Embora estranhando o convite, aprovou as condições crendo que seria um bom
negócio e isso foi motivo para uma alegre comemoração. Ficou intrigado pelo
fato de serem pessoas simples, mas optaram por bebidas caras chegando, até
mesmo, a um legítimo “blended” escocês. Não tardaram as consequências; os olhos
turvavam, as pernas ficaram bambas. Era hora de parar. Outra nova surpresa:
ninguém protestou e ordeiramente foram saindo, um - a – um, até que o último
lhe pediu que apagasse a luz do banheiro. Com a mente confusa obedeceu e, num
único toque, impôs o breu àquele cubículo anexado ao quarto. Voltou e se
dirigiu à porta, mas ela havia sido fechada por fora. Ocorreu-lhe a forte
sensação de que “ela” estaria ali. Perturbado, olhou em volta, mas antes que
chamasse por alguém, o que viu o fez estremecer. Uma mulher, toda maliciosa se
irrompeu pelo ambiente e o agarrou. A princípio, tentou desvencilhar-se.
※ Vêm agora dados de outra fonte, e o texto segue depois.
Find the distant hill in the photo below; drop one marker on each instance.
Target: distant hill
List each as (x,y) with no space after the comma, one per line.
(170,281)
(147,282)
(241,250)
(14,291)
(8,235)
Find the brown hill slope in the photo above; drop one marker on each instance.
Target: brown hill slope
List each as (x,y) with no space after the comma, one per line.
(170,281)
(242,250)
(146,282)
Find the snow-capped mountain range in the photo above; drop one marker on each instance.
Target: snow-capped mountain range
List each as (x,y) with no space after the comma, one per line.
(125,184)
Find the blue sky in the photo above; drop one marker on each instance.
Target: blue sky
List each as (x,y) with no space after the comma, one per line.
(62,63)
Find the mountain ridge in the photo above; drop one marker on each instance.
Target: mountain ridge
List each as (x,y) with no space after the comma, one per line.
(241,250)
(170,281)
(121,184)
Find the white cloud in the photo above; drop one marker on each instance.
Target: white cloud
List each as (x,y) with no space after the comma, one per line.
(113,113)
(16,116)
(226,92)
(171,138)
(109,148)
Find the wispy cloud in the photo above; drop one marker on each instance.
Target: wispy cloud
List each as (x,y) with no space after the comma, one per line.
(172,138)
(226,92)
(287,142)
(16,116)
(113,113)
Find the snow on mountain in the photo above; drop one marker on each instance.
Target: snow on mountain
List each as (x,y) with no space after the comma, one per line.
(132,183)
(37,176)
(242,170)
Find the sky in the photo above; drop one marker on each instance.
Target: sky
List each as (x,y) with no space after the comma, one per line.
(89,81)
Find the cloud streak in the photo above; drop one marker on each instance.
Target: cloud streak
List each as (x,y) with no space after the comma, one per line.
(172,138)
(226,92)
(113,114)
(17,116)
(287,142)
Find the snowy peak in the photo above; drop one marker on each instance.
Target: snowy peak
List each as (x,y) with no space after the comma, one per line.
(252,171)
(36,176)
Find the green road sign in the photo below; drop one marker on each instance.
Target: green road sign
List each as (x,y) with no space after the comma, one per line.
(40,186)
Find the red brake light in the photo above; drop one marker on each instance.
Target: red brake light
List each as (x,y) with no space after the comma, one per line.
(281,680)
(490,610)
Fervilhava na mente o desabono do padre Azevedo; podia ver sua mãe, em prantos,
fazendo penitência; sua noiva o desprezaria..., mas era tarde. Com apetite
voraz aquela esfomeada o devorava literalmente. Na inútil tentativa de repeli-la, lembrou dos amigos que, com
certeza, estariam por perto a observá-lo. Deu-se por vencido e, pela primeira
vez, sentiu que seu espírito foi elevado pelos confins do espaço cósmico. Só
mais tarde, quando recobrou a consciência, foi que notou que ela ressonava de
bruços, tal e qual aquela modelo da revista, mas, com uma ressalva: não era o tipo
ideal para aquele anuncio. Com os maus tratos das noites, as bebedeiras, as
extravagâncias, fizeram com que seu corpo, apesar de jovem, ostentasse todos os
defeitos que as mulheres detestam e os homens condenam: estrias, celulite,
gorduras localizadas. Mas, afinal, que diabos estava ele pensando nestes
disparates?... se autocensurando, chegando até a ruborizar as faces, fechou a
revista, livrou-se dela e mudou de lugar.
Lá dentro, os netos fazem a tradicional arruaça; os
meninos usam argolas nas orelhas; vivem coçando a virilhas, ouvem músicas
barulhentas - dizem que é moda - mas, se ocorre um momento sequer de distração,
os olhos buscam no horizonte e, em silêncio, indagam: “ela” estaria lá? Reina a
inquietação de que tanto lhe ocorrera nas inúmeras noites, desde a infância.
Depois da fatídica experiência daquele quarto de
hotel, casou-se e viveu intensamente aquela união. Em nenhum momento, porém,
distanciou-se “dela”. Na chegada do primeiro filho, enquanto sua esposa
agonizava nas contrações, percebia-se “sua” presença. Outros vieram, filhos e
filhas, somaram-se doze; todos saudáveis e sapecas. Em todos os nascimentos,
surgia como uma ansiedade, um arrepio; era a “sua” presença. Lá, nas grandes
navegações, nos cultos pagãos, nas guerras mundiais “ela” estava. Bastava
despontar alguma duvida, “algo” espreitava. Em todos os aglomerados, estádios
de futebol, trens lotados; onde há vida, há a “expectativa” e isso já o
acompanha há muitos anos.
Num dia muito
triste sua esposa deixou seu convívio. Complicações múltiplas fizeram-na
expirar. Com a sua partida, muito se chorou, mas o tempo se encarregou de
atenuar todo o desconforto e as mágoas foram estancadas. O acúmulo de anos o
fez compreender que a partida de alguém é algo tão natural quanto a sua
chegada. O que leva as pessoas se apegarem as outras, como se fossem suas, nada
mais é do que a ação do egoísmo e da ignorância. Na vida, nada nos pertence!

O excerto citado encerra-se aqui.